Endeavors Magazinewhich highlights research and creative activity at UNC-Chapel Hill, has featured an article about faculty member John Rubin's research into the consequences of a criminal conviction and C-CAT (Collatoral Consequences Assessment Tool) in its September 12 issue. Below is an excerpt. 

When Daryl Atkinson walked out of prison on Nov. 4, 1999, he was ready to start his new life. After three- and- a- half years in prison, including a stint of solitary confinement, he knew he wanted to become a lawyer. Even though his sentence was behind him, Atkinson quickly discovered that the consequences of his criminal record were not. His driver license was suspended. He couldn’t apply for federal financial aid. His college applications were rejected. To this day, despite years of award-winning work—including being honored by the White House—Atkinson cannot vote in his home state of Alabama.

“With a lot of criminal cases, people are pretty good at understanding the direct criminal punishment,” John Rubin, a criminal conviction expert at the UNC School of Government, says. “You’re looking at a misdemeanor or a felony, jail time, probation, fines—but what is not well-known are the consequences that remain after the criminal punishment.”

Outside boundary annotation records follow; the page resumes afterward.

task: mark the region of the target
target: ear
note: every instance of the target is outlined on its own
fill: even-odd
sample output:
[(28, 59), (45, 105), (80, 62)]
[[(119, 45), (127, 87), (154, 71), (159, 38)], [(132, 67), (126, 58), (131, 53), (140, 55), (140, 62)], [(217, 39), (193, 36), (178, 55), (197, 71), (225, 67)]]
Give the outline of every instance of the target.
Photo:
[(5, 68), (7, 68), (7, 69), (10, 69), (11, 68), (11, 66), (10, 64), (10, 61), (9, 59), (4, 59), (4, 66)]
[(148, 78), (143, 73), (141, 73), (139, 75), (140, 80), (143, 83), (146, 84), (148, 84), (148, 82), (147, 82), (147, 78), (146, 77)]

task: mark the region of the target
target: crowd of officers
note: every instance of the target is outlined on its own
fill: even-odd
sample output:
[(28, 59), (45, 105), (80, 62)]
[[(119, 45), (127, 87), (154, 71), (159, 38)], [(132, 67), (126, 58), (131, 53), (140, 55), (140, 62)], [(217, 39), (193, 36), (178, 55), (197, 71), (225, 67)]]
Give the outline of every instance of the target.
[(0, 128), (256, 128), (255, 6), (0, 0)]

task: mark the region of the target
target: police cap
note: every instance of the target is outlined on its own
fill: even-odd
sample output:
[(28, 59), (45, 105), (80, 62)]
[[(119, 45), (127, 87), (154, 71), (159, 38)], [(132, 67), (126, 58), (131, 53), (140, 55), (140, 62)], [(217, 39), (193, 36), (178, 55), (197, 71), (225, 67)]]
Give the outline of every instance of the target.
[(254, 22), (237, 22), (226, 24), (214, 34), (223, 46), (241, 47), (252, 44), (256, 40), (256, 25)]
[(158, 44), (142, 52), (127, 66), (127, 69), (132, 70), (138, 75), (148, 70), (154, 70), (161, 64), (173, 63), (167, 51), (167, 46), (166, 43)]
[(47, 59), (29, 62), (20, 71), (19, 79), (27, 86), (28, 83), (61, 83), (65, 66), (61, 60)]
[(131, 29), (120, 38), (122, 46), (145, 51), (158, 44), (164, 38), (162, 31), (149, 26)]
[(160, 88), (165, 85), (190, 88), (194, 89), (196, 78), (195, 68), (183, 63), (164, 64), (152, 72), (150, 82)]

Despite tremendous hurdles after his release from prison, Atkinson accomplished his goal—he is now the senior staff attorney at the Southern Coalition for Social Justice, and a zealous advocate for giving people with criminal records a second chance. “To really improve the criminal justice system as a whole, we need a tool that gives people the full ramifications of contact with the system,” he says.  

In collaboration with Rubin and the UNC School of Government, Atkinson has worked tirelessly on making that tool a reality.